I am going to go a different direction today with the blog. I've been getting asked about my diet and workout routine over the past few months so I'll write about that instead.
But I will start off by saying Day 15 started off with going to the kitchen first thing in the morning, set up my Cosori and Chemex to make coffee out of Caveman Coffee grinds, working out later in the day, then ending the day watching "Dolimite Is My Name" for a Movie Monday homework my DEUCE Gym group was assigned to.
The Workout Of the Day was...
Progressive Volume Work:
Complete 6 rounds for quality:
12 Hollow Rocks
15 Push Ups
20 Squats
Progressive Tempo Run
Run 12 Minutes Out
Return with a Negative Split (<12 Minutes)
Moving onto with part 1 of 2 of the different direction blog that is going to be about my diet and nutrition.
Let's take it back to when I was in high school.
During my high school days, I weight about 160 pounds, soaked and wet, at the end on my senior year.

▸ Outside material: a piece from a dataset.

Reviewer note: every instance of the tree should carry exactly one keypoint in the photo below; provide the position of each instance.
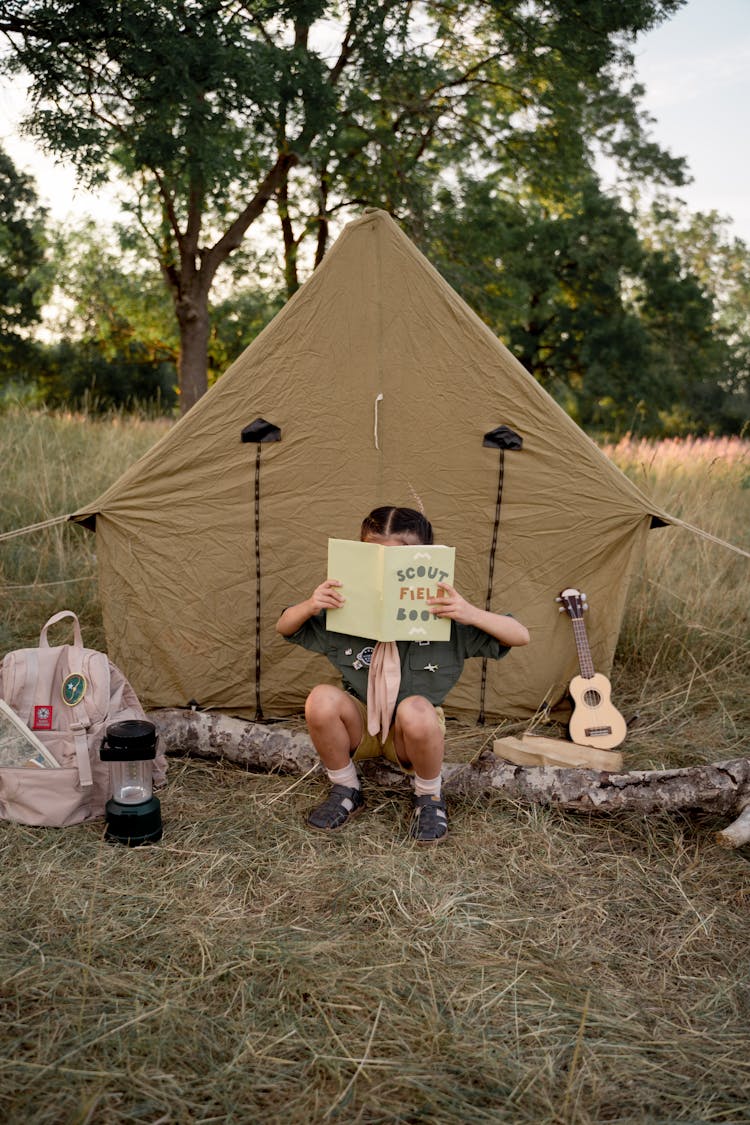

After band or drumline rehearsal (yes, I was in the marching band, drumline and orchestra), baseball practice and/or games, I would go to the McDonald's next to my high school on my drive back to my house. I would usually just get something from the Dollar Menu, either a McChicken or a McDouble, maybe both if I was really hungry. Then when I got home, I would eat the dinner my mom had made before she left for work. I would eat whatever and whenever I wanted up until high school and I wouldn't gain much weight. Granted, I was always active with playing sports, riding my bike or skateboard (do kids even do that nowadays?) or making up activities with my friends.
After graduating high school, I would still eat whatever I wanted and not gain a pound, still fluctuating from 160 to 165 pounds. But this would be a turning point in my life.
I tried out for the local Community College baseball team, El Camino College, during the fall of 2008. I made it all the way until the last cuts, and the coach said I wouldn't be on the team for the season. However, his coach from his playing days at BYU was coaching in Barstow Community College in Barstow, California and was looking for players. Of course, I said yes, still then trying to chase what was once a dream.
Before I moved out to Barstow in the winter, I would hang out with a bunch of friends at one of their houses. Still I would eat anything I wanted and not gain weight. Around this time, I started to go to the gym religiously, where I got a membership at the local 24 Hour Fitness during my senior year of high school.
I started carefully started to watch what I ate being influenced by my friend, Lance, who tried out at El Camino College with me, and he was short, maybe about 5'9" or 5'10", but he was body was built like a bodybuilder. I went over to his house a couple of times and he was eating a lot of protein from what I remember. I thought man, I need to step it up a little.
While hanging out at my friends house before moving to Barstow, I was talking to one of the dads and told him I wasn't going to go to McDonald's with the others because I was watching what I was eating. I remember this conversation clearly because he told me, "Eat whatever you want. You're an active and growing kid. Go get a Big Mac. You'll be fine."
I didn't follow what he said that night but it made me think, and as days went by and instead of making food when I was hungry at home, I would go out and buy fast food.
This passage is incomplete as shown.